My advice if you do go for it and let her pay for private school, do make her understand that that does not give her any powers whatsoever over you (the way you parent, the way you raise your children, the way you spend your money, life, sparetime etc.). It is her choice to pay for this, and it will not mean that you owe her anything.

frogs · 09/07/2007 16:40

CD, I have done exactly that a couple of times for dd1, and more recently for dd2. It's fine. You've looked at the options, made the decision and it's probably the right one.

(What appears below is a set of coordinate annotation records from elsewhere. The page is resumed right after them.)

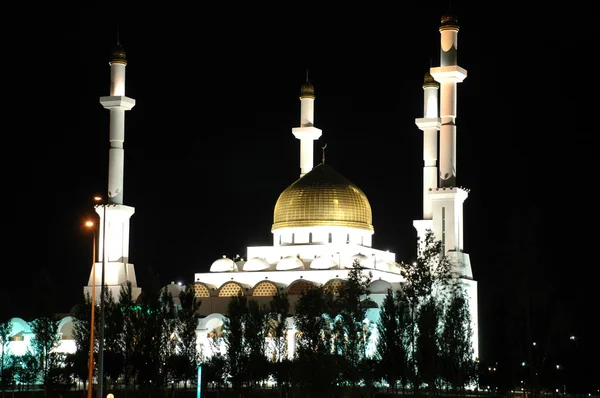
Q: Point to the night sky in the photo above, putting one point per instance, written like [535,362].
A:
[209,144]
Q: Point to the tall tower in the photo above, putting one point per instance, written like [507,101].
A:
[113,245]
[430,125]
[307,132]
[442,199]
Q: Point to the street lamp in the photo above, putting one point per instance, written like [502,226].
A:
[90,224]
[101,344]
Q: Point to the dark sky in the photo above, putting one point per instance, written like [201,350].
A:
[209,147]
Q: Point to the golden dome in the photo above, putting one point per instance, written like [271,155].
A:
[449,22]
[118,55]
[323,197]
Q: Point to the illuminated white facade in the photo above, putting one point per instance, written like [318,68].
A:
[113,242]
[322,222]
[21,335]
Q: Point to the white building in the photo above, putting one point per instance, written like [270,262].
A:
[322,222]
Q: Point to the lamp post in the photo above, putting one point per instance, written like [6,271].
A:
[90,224]
[101,343]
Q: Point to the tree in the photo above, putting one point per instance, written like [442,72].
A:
[129,334]
[277,332]
[255,333]
[427,354]
[429,275]
[352,336]
[187,322]
[392,343]
[237,350]
[459,365]
[5,330]
[82,315]
[45,342]
[315,367]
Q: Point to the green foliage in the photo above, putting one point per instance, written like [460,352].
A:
[46,340]
[393,344]
[5,376]
[459,365]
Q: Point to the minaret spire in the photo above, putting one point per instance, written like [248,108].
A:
[113,249]
[448,74]
[306,133]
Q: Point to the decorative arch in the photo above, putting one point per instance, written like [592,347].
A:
[201,290]
[265,288]
[333,285]
[65,328]
[380,286]
[231,289]
[299,287]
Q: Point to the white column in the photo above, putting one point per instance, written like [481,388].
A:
[306,133]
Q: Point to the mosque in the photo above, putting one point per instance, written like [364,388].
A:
[322,222]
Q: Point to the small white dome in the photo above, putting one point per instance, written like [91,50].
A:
[289,262]
[384,265]
[223,265]
[361,258]
[256,264]
[323,263]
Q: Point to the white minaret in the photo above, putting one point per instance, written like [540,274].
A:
[307,132]
[114,216]
[430,125]
[446,200]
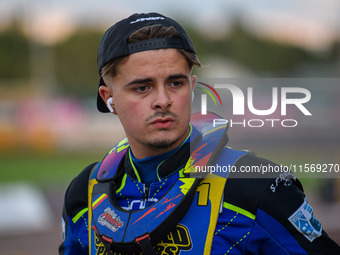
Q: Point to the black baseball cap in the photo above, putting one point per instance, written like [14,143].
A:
[114,43]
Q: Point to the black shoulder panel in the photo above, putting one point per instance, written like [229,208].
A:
[76,194]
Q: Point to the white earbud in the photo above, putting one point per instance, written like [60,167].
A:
[109,104]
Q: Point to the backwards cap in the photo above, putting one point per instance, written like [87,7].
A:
[114,43]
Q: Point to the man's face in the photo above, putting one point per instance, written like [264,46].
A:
[151,94]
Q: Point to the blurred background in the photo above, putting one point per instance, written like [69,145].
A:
[50,128]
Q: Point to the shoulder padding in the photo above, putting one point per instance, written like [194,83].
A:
[76,193]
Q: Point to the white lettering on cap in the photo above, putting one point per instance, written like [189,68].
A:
[146,19]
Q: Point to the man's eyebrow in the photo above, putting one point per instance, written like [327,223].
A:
[177,76]
[146,80]
[139,81]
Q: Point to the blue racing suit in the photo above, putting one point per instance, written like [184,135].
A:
[257,215]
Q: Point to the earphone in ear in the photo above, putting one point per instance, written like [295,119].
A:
[109,104]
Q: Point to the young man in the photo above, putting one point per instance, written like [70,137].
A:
[140,199]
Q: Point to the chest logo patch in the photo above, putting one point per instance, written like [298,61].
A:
[305,222]
[110,219]
[177,240]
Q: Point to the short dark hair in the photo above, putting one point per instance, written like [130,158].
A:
[146,33]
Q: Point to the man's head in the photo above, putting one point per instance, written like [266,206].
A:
[126,36]
[149,81]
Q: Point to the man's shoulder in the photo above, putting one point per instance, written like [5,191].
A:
[77,192]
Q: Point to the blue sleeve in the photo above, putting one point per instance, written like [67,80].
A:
[75,236]
[75,216]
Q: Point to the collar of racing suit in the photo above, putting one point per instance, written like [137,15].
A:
[172,164]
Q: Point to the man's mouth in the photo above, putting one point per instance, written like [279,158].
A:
[163,122]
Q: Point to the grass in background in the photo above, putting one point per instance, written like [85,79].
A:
[43,169]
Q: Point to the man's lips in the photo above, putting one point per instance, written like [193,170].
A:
[163,122]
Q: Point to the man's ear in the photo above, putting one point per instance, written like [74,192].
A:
[193,81]
[193,84]
[106,94]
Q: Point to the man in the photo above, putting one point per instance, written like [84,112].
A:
[141,199]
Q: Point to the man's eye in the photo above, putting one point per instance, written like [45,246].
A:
[176,83]
[141,88]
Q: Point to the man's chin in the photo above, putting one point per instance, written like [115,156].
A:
[162,144]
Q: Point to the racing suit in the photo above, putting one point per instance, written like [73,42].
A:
[257,216]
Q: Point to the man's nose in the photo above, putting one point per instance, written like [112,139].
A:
[162,100]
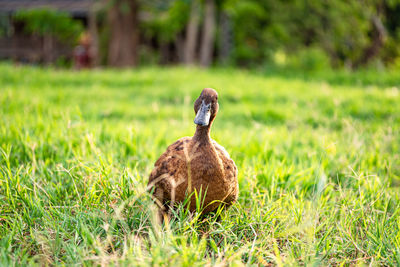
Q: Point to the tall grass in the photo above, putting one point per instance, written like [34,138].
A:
[319,168]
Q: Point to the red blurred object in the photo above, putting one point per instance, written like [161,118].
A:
[82,57]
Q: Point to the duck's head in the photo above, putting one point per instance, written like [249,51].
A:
[206,107]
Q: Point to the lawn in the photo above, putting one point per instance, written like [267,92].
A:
[318,159]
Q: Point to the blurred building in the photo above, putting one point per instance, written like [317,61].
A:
[16,44]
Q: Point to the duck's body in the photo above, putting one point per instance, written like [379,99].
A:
[196,165]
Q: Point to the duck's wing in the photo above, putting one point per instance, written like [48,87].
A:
[230,173]
[229,164]
[168,167]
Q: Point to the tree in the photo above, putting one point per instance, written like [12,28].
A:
[192,33]
[208,36]
[124,33]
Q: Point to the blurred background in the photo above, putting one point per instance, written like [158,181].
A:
[294,34]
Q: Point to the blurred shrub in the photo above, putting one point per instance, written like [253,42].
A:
[50,22]
[309,59]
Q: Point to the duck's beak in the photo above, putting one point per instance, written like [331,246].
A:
[203,115]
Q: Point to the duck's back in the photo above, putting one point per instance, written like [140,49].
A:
[187,166]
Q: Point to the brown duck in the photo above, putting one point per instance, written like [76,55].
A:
[196,164]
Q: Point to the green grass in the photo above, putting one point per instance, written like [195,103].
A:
[318,160]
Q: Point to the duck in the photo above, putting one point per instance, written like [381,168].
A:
[196,166]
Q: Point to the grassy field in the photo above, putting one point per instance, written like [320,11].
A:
[318,159]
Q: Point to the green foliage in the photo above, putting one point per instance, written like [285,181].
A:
[50,22]
[319,168]
[342,29]
[168,18]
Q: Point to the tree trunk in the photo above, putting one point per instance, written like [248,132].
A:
[192,30]
[379,35]
[226,39]
[48,49]
[94,34]
[124,33]
[207,45]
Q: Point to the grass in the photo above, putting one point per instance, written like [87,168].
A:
[318,160]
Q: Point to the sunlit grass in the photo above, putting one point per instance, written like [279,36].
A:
[318,160]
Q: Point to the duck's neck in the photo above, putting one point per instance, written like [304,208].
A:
[202,134]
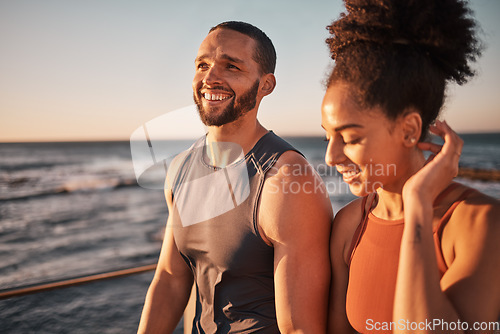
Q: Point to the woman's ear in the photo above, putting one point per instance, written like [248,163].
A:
[268,82]
[411,126]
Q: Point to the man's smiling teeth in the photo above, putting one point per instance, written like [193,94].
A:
[215,97]
[350,173]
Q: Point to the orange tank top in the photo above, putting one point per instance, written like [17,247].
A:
[374,262]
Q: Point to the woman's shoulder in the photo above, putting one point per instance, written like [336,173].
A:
[345,223]
[476,213]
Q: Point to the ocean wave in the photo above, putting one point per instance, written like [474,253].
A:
[71,186]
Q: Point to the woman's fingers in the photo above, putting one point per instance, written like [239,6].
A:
[452,142]
[426,146]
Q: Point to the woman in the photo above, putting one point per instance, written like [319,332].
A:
[418,252]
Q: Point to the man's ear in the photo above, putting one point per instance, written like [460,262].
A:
[411,127]
[267,84]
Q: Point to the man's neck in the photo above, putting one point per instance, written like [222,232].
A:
[244,133]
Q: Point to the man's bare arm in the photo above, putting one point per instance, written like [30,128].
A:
[169,291]
[295,215]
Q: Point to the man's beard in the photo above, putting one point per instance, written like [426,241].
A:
[237,108]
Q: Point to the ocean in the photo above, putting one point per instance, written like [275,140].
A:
[73,209]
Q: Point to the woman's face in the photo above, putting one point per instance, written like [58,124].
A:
[363,144]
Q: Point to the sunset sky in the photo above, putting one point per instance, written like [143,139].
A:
[98,70]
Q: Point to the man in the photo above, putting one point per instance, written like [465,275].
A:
[262,264]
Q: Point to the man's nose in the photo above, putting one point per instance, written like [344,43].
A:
[212,76]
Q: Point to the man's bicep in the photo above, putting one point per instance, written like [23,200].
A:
[300,237]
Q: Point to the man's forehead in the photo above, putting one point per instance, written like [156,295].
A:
[227,44]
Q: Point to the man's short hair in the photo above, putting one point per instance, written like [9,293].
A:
[265,54]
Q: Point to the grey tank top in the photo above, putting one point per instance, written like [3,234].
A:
[216,232]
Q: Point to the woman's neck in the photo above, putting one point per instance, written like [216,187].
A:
[389,204]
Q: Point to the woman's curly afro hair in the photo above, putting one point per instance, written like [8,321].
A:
[397,54]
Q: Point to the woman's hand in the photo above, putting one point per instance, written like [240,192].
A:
[440,168]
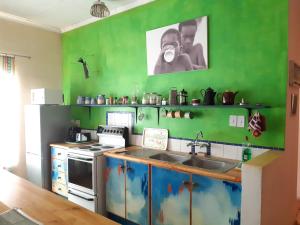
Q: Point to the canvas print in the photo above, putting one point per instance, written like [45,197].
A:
[177,48]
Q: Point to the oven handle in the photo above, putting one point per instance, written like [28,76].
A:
[87,199]
[88,160]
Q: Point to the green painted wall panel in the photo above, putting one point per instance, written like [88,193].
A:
[247,53]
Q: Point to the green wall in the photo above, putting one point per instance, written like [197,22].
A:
[247,53]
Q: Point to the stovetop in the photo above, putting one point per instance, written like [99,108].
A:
[93,149]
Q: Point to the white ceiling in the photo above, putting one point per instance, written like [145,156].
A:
[59,15]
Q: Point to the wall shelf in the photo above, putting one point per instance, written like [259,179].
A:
[247,107]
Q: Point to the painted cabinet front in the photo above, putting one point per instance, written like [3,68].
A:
[137,194]
[130,206]
[215,202]
[115,186]
[170,197]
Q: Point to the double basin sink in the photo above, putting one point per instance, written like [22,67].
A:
[207,163]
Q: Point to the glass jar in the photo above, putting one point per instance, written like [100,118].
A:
[152,98]
[145,100]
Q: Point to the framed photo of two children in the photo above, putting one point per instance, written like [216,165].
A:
[178,47]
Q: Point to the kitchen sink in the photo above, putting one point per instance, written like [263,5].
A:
[167,157]
[209,164]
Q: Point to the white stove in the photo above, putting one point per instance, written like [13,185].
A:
[86,164]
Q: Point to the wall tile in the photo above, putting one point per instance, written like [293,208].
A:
[217,150]
[230,151]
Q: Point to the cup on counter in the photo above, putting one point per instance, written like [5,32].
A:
[188,115]
[93,101]
[179,114]
[80,100]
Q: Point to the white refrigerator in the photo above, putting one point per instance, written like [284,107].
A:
[44,124]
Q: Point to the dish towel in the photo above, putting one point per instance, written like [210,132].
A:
[256,124]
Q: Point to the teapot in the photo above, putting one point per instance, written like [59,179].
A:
[228,97]
[208,96]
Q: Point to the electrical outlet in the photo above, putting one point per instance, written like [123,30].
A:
[232,120]
[240,121]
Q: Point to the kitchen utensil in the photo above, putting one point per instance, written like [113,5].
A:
[182,95]
[133,100]
[125,100]
[179,114]
[164,101]
[145,99]
[152,98]
[188,115]
[72,133]
[228,97]
[80,100]
[173,96]
[195,101]
[208,96]
[101,99]
[93,101]
[87,100]
[171,114]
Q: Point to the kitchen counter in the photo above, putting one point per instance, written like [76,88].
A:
[233,175]
[73,145]
[43,205]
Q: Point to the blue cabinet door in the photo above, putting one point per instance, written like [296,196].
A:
[137,193]
[115,186]
[215,202]
[170,197]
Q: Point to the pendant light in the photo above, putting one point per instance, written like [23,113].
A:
[99,9]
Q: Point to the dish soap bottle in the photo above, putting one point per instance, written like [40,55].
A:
[247,153]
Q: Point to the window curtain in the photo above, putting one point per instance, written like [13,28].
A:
[7,65]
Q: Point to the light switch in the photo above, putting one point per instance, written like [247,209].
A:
[232,120]
[240,121]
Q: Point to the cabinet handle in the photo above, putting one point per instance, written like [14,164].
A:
[190,185]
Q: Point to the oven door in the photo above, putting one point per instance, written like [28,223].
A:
[82,173]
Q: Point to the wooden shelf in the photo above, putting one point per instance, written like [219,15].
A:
[248,107]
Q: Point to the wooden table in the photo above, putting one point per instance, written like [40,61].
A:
[43,205]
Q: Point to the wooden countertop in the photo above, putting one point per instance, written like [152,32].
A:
[233,175]
[73,145]
[43,205]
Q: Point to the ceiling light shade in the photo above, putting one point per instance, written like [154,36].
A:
[99,9]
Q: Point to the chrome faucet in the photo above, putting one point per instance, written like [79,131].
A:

If you find in a couple of years time that it wasn't the right decision, it's much easier to get dc into private schools at 7+ than the schools would have you believe. It's in their interests for the punters to think that private schools are over-subscribed 20-1 with future Cambridge Firsts, but it ain't actually so.

CountessDracula · 09/07/2007 16:41

oh I know frogs
it is still scary

I think i am doing the right thing as the thought of turning down the state place makes me shit myself even more

argh

frogs · 09/07/2007 16:49

It'll be fine. She'll love it. So will your bank balance. Just think of all the nice educational things you can do with the extra money.

FWIW, if I had an educational trust of the type that we have been suggesting here, I genuinely would not change dd1 or dd2's schools. Ds -- ask me again once we've done secondary transfer. He actually would love to be at the kind of country prep school where they do 2 hours of strenous PE every afternoon. But we live in London, so not really an option. If he doesn't get into any of our preferred secondary option, I might consider it then. But I can't see it being my first choice, tbh.

SparklePrincess · 09/07/2007 16:53

This is something you need to consider? Id rip my MIL`s arm off if she made us that offer. Though unfortunately hell will freeze over before that happens.

pooka · 09/07/2007 18:15

CD, I'm in exactly the same boat.
Agonising that I'm somehow diadvantaging dd by going the state school route when private education paid for and would make PIL happy.
The way I see it though, is that a decision made when a child is 5 (actually dd will only be 4 next week) is not irreversible. If things change, and we aren't happy with the school, we will revisit the decision.

Kaloo20 · 09/07/2007 23:12

pooka, we did two terms at state primary and changed at the beginning of the summer term to private. DD's letter formation and handwriting is the only thing that's suffered, particularly as cursive script is taught from Y2. She has absolutely blossomed and it's the best decision I ever made

SpeccieSeccie · 09/07/2007 23:31

Thank your MIL and take her up on it.

7% of kids are educated privately but over 50% of the countries top jobs are filled by the privately educated. You will almost certainly doing your dcs a huge favour. Especially as your MIL has ordered a range of brochures from which, presumably, she would let you choose the best one for your children.